陸が元気でいてくれるならボクは関われなくてもいいと思っていた。でもどこかでそれを寂しくも思っていて夢でもこの状況に喜びを感じている。
息は荒くなっていき足も震える。起こされ後ろ向きのまま陸の性器が宛がわれゆっくりと入り込んでくる。

「く……ぁ」

息は浅くなり苦しくなるのを手を握ったままの陸が見つめる。

「天にぃ」

どちらの陸が呼んだのかはわからない。でも陸が呼んだのは確かでそれだけでよかった。

「あっ……さわっちゃ……」

手を握る陸がもう片方の手でボクの性器に触れた。
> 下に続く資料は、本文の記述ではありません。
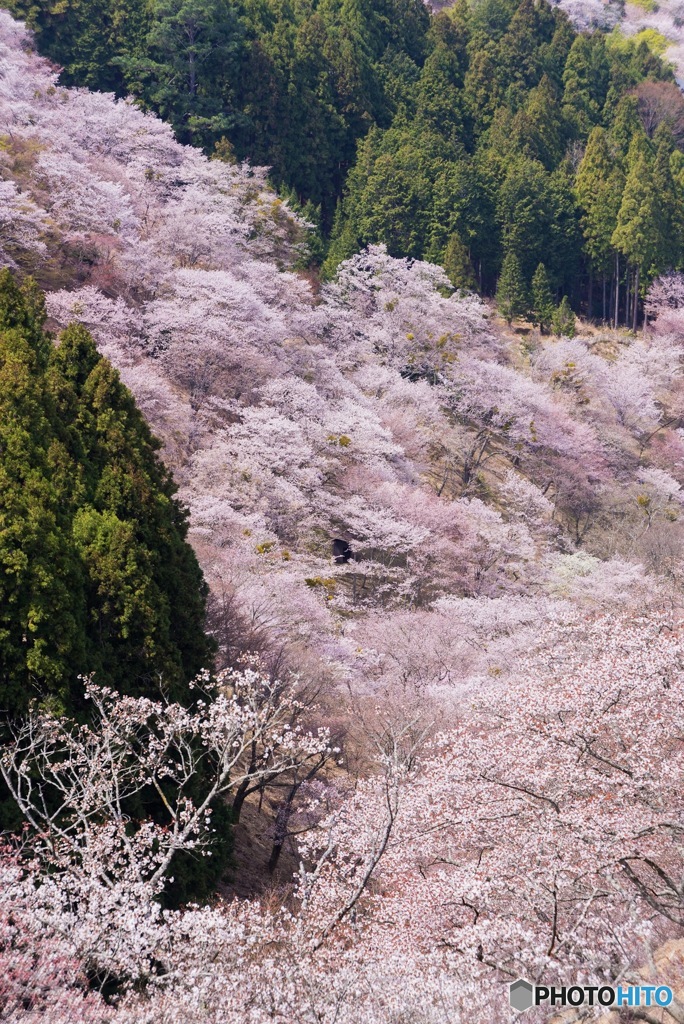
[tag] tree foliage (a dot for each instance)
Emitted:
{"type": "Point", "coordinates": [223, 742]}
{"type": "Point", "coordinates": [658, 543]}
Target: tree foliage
{"type": "Point", "coordinates": [96, 573]}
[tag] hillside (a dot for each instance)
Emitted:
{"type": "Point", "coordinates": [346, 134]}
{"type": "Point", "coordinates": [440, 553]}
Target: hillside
{"type": "Point", "coordinates": [456, 757]}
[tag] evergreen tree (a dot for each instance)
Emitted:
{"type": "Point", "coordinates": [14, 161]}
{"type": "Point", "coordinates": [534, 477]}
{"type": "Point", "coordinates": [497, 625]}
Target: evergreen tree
{"type": "Point", "coordinates": [96, 573]}
{"type": "Point", "coordinates": [636, 235]}
{"type": "Point", "coordinates": [563, 320]}
{"type": "Point", "coordinates": [543, 302]}
{"type": "Point", "coordinates": [512, 294]}
{"type": "Point", "coordinates": [458, 266]}
{"type": "Point", "coordinates": [598, 187]}
{"type": "Point", "coordinates": [586, 83]}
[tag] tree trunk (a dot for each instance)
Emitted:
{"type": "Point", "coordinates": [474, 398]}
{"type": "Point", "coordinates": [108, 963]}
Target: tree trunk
{"type": "Point", "coordinates": [282, 819]}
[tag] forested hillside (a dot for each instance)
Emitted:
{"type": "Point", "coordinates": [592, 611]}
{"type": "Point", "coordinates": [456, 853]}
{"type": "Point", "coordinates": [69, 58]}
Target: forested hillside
{"type": "Point", "coordinates": [443, 544]}
{"type": "Point", "coordinates": [461, 139]}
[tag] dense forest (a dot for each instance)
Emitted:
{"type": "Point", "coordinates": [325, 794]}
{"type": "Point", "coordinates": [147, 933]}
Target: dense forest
{"type": "Point", "coordinates": [341, 551]}
{"type": "Point", "coordinates": [97, 574]}
{"type": "Point", "coordinates": [493, 138]}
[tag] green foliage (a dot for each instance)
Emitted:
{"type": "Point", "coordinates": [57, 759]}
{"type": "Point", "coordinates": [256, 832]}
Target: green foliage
{"type": "Point", "coordinates": [96, 574]}
{"type": "Point", "coordinates": [515, 96]}
{"type": "Point", "coordinates": [385, 124]}
{"type": "Point", "coordinates": [598, 187]}
{"type": "Point", "coordinates": [543, 301]}
{"type": "Point", "coordinates": [458, 266]}
{"type": "Point", "coordinates": [512, 293]}
{"type": "Point", "coordinates": [563, 320]}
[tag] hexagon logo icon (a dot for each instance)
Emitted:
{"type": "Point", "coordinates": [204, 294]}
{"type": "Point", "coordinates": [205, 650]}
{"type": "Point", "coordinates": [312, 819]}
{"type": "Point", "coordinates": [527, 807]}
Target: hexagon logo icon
{"type": "Point", "coordinates": [521, 994]}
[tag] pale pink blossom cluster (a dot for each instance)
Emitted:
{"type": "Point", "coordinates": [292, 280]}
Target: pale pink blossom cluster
{"type": "Point", "coordinates": [540, 836]}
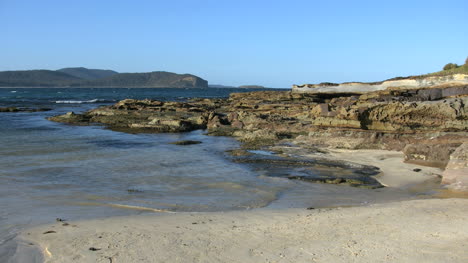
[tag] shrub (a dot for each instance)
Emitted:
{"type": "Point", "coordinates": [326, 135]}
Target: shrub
{"type": "Point", "coordinates": [450, 66]}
恐る恐る先端を撫で、握り上下に緩やかに動かし出す。

「天にぃこうしたら気持ちいい?」
「はっ……陸」

陸が深くに入り込んでいくのがわかる。根元まで入ると動かされ痛みが麻痺したかのようにわからなくなっていく。

「陸も……」

早くはない動きに段々焦れながら陸のズボンのベルトを外す。後ろからされながら、性器も弄られ手がうまく動かせず早く脱がせたいのになかなか脱がせられない。

「陸……陸……」

呼ぶと後ろから首元をなめられた。やっと陸の下着を降ろし既に硬くなっている性器に触れる。

「陸、もっとこっちにきて」

陸は言われるがまま近寄り陸の性器と自分の性器を握る。ボクの先走りで陸の性器が汚れ擦ると陸が声を抑える。

「陸……」

唇を寄せ重ねた。啄むように貪るようにキスをする。どちらのかわからない唾液が垂れても構わずに。

「天に……ん、ん」

苦しくないだろうかと過りながらこれは夢だから大丈夫なのだと思う。陸の手も性器を握り擦り合わせる。

「天にぃ」

後ろの陸に耳を噛まれる。何度も何度も名前を呼ばれる。

「は、あ、あっ……陸、陸」

達しそうで唇を合わせながら陸を呼んだ。

「もうでちゃう」

前の陸がそう言うと達し熱いものが飛び散り中に注がれた。

「大好きだよ、天にぃ」

二人の陸の声を聞きながら二人の熱を感じ目を閉じた。


「そんなに慌てて食べない」

カフェで陸と待ち合わせをしパンケーキを食べていた。慌てて食べるから陸の口元にはクリームがついている。

「……早く食べた方がいいかと思って」

誰かに見られればまた双子かもしれないなんていう噂が流れるからだろう。俯きながら小さく切り食べる陸を見つめる。

「七瀬さん」
「はい……?」

呼ぶと陸はこちらを向き、口元のクリームを指で拭った。

「あ、ありがとうござ、っ!?」

ついていたことに気づいていなかったようでお礼を言われている途中で指をなめた。外でそんなことをするとは思わなかったのだろう。

「て、九条さんっ」
「ちょうど行きたいカフェが同じでそれがこの間一緒にした仕事のインタビューでわかったからじゃあ一緒に行きましょうってなったんですよ?」

気にしなさすぎも駄目だけどもう少し自然にしても平気だという意味をこめて言う。ボク達だけが会っているわけじゃない。他のメンバー同士も会っている。だから不自然なことではない。

「七瀬さんとくると賑やかですね」
「うるさいってことですか?」

少しむっとしたのがわかり笑う。子供っぽいと言われたように感じたのだろう。

「楽しくて美味しいってこと」

陸は驚いた表情をしたあとに泣きそうになるのを堪えて笑った。
これを何と言うのか。言う資格はないけれど陸がいてくれるとこんなにも……。